Heinrich responded. “Certainly a fiduciary standard is to act in the best interest of your client, but you don’t have the duty — I think the loyalty duty. So it’s a best-interest standard to act in the best interest of the clients as is the fiduciary standard, but it does not rise to the level of the sort of liability exposure to be an ERISA fiduciary in the context of insurance product sales is not intended to be.”

Thomas Roberts, an attorney at Groom Law Group representing NAFA during the hearings, added that ”to buttress that point, the [National Association of Insurance Commissioners] NAIC model standard is not the fiduciary standard and it is a best-interest standard. ”

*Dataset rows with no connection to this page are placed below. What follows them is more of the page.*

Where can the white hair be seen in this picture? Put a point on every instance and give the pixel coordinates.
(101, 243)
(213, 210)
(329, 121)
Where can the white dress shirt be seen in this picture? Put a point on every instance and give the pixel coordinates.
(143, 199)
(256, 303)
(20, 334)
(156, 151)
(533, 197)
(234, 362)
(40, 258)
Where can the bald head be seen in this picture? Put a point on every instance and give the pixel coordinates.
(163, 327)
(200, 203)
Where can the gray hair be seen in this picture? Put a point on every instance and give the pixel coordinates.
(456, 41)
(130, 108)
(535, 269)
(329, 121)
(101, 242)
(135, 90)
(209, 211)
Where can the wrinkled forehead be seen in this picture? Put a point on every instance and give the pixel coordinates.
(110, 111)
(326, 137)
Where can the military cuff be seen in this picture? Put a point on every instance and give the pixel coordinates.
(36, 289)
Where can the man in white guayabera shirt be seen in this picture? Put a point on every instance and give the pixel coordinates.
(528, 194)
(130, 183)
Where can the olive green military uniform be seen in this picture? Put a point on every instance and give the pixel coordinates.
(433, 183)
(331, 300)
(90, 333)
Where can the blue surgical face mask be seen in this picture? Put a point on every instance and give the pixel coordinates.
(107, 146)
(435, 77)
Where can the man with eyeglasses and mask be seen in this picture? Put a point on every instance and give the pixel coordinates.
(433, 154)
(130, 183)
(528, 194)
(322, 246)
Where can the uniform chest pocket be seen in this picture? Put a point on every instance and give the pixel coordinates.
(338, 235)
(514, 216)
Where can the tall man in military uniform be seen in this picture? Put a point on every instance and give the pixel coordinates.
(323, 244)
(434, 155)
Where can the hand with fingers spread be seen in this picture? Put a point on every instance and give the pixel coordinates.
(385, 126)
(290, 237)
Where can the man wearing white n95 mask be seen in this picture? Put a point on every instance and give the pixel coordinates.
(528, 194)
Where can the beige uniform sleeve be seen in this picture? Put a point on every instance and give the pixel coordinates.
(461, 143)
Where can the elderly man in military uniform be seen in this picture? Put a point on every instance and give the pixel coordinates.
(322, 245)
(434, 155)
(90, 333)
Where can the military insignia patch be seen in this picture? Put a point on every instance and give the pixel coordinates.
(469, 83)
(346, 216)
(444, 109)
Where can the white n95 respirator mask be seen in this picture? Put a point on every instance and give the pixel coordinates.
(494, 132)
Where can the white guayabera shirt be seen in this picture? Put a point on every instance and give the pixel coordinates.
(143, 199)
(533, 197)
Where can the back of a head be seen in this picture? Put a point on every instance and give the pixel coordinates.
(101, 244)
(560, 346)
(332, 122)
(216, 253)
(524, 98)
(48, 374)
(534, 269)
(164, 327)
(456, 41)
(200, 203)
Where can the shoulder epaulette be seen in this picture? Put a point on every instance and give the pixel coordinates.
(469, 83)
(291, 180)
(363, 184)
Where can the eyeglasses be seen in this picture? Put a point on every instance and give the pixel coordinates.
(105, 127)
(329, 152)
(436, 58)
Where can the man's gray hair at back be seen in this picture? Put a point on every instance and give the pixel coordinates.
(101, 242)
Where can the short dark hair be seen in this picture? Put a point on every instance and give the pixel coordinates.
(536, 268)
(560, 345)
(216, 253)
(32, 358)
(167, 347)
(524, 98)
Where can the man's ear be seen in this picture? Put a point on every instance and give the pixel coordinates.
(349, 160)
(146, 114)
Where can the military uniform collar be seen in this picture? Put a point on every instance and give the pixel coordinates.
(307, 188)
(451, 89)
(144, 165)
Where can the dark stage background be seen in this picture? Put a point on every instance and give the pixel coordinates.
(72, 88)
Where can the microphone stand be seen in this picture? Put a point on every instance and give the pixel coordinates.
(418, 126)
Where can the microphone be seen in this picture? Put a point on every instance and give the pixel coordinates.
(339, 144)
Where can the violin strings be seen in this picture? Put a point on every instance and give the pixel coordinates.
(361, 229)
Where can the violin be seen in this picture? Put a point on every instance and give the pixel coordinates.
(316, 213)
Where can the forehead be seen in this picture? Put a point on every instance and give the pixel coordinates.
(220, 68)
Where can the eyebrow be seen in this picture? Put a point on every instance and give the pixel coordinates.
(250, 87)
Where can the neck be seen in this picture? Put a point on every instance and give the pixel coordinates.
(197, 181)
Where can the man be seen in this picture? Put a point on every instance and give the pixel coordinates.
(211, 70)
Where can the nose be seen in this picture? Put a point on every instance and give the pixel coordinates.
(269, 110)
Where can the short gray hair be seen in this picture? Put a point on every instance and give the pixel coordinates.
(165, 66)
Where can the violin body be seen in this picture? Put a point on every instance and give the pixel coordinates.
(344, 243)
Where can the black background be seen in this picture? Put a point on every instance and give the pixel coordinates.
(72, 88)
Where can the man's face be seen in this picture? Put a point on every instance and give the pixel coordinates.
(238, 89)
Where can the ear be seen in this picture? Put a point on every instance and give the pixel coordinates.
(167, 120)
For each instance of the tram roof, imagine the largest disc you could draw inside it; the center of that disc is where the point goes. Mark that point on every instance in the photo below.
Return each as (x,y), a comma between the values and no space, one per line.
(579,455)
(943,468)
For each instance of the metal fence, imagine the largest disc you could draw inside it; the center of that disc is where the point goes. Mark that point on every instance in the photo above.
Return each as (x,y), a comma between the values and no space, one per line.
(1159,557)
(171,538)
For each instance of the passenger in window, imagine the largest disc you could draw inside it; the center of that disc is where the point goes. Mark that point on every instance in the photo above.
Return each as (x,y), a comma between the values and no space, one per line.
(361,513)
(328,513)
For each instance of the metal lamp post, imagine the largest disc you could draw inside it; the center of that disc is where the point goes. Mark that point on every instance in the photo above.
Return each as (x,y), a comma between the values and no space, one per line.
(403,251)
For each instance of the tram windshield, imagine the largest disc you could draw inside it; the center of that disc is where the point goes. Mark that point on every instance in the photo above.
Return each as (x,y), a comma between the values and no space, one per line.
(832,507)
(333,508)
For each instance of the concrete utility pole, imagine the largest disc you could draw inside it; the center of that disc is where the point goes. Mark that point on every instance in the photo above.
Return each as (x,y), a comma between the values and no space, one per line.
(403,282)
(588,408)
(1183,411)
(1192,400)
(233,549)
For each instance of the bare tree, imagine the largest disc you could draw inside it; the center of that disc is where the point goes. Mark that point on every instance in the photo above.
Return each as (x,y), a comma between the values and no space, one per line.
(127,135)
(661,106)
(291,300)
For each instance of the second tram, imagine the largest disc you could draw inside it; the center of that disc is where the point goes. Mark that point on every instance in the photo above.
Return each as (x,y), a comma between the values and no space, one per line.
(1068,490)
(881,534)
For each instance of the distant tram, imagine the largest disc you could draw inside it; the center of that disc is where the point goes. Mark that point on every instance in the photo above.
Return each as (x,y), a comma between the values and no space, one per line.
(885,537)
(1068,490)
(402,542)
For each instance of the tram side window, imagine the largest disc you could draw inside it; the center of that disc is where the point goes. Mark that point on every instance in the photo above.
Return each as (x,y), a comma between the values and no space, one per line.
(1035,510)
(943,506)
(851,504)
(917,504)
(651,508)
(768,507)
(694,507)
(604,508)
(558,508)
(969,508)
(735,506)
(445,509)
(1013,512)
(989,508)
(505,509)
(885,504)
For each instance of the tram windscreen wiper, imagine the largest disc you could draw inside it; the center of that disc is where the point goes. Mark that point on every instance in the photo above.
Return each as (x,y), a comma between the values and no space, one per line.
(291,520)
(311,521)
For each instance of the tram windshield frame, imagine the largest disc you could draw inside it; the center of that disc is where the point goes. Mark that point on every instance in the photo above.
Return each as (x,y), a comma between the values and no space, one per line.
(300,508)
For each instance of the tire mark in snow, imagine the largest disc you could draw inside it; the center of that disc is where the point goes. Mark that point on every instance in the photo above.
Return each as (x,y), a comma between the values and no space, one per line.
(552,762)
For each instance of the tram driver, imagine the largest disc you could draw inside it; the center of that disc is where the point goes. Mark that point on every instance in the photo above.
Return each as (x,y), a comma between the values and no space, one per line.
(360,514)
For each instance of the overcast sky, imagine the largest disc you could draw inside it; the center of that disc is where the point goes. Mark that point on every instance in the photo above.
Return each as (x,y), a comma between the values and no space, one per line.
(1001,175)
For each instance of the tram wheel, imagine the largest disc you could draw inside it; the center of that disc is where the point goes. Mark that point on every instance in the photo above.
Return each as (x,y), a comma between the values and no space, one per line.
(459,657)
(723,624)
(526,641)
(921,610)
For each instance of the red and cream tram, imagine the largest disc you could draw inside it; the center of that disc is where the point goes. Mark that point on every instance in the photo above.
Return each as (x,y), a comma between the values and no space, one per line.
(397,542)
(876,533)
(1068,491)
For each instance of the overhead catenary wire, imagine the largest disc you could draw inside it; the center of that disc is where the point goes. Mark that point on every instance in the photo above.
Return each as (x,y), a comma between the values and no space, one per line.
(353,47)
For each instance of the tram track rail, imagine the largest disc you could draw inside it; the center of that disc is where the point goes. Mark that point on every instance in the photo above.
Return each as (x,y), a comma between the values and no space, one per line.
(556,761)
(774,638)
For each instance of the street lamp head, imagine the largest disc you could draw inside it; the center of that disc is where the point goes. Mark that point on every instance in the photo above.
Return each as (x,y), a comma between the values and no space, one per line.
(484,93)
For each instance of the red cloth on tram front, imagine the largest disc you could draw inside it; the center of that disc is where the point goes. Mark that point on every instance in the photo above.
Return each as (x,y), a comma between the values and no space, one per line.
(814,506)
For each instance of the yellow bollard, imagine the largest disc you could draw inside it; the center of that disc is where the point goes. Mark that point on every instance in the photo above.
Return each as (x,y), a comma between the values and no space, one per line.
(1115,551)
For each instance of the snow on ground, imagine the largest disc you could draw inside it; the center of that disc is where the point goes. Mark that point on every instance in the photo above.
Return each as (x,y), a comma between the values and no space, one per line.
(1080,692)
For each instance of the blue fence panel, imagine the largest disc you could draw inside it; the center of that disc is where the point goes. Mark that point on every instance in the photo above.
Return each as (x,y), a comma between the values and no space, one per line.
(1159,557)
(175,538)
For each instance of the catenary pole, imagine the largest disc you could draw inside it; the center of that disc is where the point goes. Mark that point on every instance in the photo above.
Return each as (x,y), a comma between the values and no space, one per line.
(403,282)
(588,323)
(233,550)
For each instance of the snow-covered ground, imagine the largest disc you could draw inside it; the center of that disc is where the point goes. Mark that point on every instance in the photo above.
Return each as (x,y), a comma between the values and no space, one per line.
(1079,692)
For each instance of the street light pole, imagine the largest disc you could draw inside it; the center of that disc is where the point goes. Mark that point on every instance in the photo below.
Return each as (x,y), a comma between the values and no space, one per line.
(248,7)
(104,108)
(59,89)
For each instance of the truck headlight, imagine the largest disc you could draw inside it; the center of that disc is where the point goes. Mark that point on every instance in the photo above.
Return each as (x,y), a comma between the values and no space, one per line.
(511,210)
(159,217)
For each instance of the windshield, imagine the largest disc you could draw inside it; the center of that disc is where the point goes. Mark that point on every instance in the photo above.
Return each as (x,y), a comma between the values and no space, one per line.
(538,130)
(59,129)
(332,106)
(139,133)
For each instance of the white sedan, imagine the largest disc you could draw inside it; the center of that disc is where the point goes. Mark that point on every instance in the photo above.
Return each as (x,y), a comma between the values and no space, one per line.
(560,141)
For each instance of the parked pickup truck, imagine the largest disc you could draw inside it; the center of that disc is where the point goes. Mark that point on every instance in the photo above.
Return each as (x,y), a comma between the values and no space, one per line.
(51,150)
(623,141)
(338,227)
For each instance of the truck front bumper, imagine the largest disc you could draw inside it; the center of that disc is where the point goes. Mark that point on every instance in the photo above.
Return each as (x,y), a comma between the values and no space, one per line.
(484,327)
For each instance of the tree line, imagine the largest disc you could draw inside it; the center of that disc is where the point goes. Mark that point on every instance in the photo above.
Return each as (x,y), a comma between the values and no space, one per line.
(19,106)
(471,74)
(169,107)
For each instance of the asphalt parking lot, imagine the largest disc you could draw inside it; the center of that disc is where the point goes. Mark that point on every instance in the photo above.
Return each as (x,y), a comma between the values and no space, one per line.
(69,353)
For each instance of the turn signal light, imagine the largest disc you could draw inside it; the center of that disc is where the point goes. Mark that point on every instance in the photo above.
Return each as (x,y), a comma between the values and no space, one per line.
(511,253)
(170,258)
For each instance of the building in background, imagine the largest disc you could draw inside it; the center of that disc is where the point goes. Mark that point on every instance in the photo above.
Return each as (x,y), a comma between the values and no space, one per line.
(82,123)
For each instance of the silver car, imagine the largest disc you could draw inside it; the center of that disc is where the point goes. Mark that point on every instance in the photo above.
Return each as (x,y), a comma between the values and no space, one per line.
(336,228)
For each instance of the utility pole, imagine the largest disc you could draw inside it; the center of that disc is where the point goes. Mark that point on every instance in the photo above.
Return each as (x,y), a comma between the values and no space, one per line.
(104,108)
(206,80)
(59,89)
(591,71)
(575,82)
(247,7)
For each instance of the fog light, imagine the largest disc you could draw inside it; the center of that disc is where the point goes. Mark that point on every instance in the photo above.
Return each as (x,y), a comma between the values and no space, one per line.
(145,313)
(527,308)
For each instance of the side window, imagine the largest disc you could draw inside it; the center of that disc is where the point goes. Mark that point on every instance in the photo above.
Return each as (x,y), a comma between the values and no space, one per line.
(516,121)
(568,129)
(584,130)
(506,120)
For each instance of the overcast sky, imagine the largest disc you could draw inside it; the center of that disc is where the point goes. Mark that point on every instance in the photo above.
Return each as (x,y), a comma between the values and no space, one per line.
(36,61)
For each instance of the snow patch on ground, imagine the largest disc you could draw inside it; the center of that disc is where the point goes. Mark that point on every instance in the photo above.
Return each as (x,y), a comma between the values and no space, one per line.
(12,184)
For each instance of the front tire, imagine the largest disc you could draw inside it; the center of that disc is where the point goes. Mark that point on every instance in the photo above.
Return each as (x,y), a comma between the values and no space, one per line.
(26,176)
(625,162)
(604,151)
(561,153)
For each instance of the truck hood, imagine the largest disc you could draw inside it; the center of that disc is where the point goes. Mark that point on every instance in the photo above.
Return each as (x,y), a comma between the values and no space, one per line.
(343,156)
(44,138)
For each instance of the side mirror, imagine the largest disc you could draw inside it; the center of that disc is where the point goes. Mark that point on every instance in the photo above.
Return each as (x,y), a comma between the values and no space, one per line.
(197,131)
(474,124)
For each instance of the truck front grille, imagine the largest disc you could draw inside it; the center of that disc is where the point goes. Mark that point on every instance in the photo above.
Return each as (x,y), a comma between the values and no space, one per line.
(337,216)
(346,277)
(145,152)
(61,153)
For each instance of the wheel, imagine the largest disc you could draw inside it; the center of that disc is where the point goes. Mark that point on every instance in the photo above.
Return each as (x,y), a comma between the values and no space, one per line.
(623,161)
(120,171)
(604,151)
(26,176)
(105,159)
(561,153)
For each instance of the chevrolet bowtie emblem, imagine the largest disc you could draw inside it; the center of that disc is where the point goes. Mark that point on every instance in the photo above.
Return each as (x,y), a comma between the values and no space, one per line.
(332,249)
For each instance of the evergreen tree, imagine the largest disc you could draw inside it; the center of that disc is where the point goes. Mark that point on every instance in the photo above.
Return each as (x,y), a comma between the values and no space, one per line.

It’s a best-interest standard, Roberts continued, “ because it’s a standard that supports responsible selling activity. And there is nothing wrong with that. And we need to be clear that the mere fact that salespeople who are professionals and who sell for transaction-based compensation are not fiduciaries, nor can they easily be fiduciaries because of the fact that they have an interest in the transaction.”

Hansen responded: ”I’m sorry that I’m having a hard time understanding this. I just want to make sure I understand the point you’re making and the terminology is causing me just a bit of difficulty. So what you are saying is that they do have to act in the best interest of their client.  You are saying it is a best-interest standard —”

Roberts responded: “Yes.”

Hansen replied:  “— So they have to act in the way that is best for their client, but that, that is not a fiduciary standard.”

Robert’s response: “That’s correct.”

Said Hansen: “So they do have to do what is best for their client —”

Roberts said:  “That’s correct.”

Hansen then replied:  “— but they don’t have to act as a fiduciary.”

Roberts stated: “That’s correct.”

Hansen said she was “still trying to understand where the — what the action would be that would be both in the best interest — the thing that is best for their client, but is not a fiduciary act. I’m still trying to understand where that line is.”

Roberts then went on to explain that as an insurance producer, he tried to evaluate whether a potential client was “in a situation where their personal circumstances suggest that they would benefit or could benefit from the insurance protections embedded in these products,” including protections against market volatility, loss of principal and the risks of outliving their assets.

The best-interest standard “that’s embedded in the NAIC model is calibrated about aligning the needs of the client with the features of the product. It is not a fiduciary standard, but it is a best-interest sales standard,” Roberts explained.

Tim Hauser, deputy assistant secretary for program operations at Labor’s Employee Benefits Security Administration, then asked those testifiying on behalf of NAFA whether the advice given by an insurance produer was individualized.

“You get information from a customer about their individual circumstances, make an assessment of their needs. Is that right?” Hauser asked. “Is that how these transactions work?”

Roberts of Groom Law responded: “Yes.”

Added Heinrich: ”Yes.  You gather — you gather a host of information from the consumer, yes.”

Hauser went on to further probe Hansen’s line of questions.

“It appears to me as I understand the way this relationship works, the advice — there’s advice, it’s individualized,” Hauser stated. “It’s about a fairly complex set of products that ordinary investors can’t really understand without this expert assistance. And the people they’re dealing with hold themselves out as acting in the customer’s best interest. And so from all of that, what is the thing that makes this not a relationship of trust and confidence, at least in those circumstances where the advisor is making a recommendation.”

Responded Roberts: “There is a difference, and we all know there’s a difference between a fiduciary relationship of trust and confidence and a professional sales interaction. A professional sales interaction is one where the transaction-based producer seeks to understand the individual circumstances and seeks to determine whether or not a product that, that individual has available for sale meets the customer’s needs. That is a best-interest interaction that is short of a fiduciary interaction.”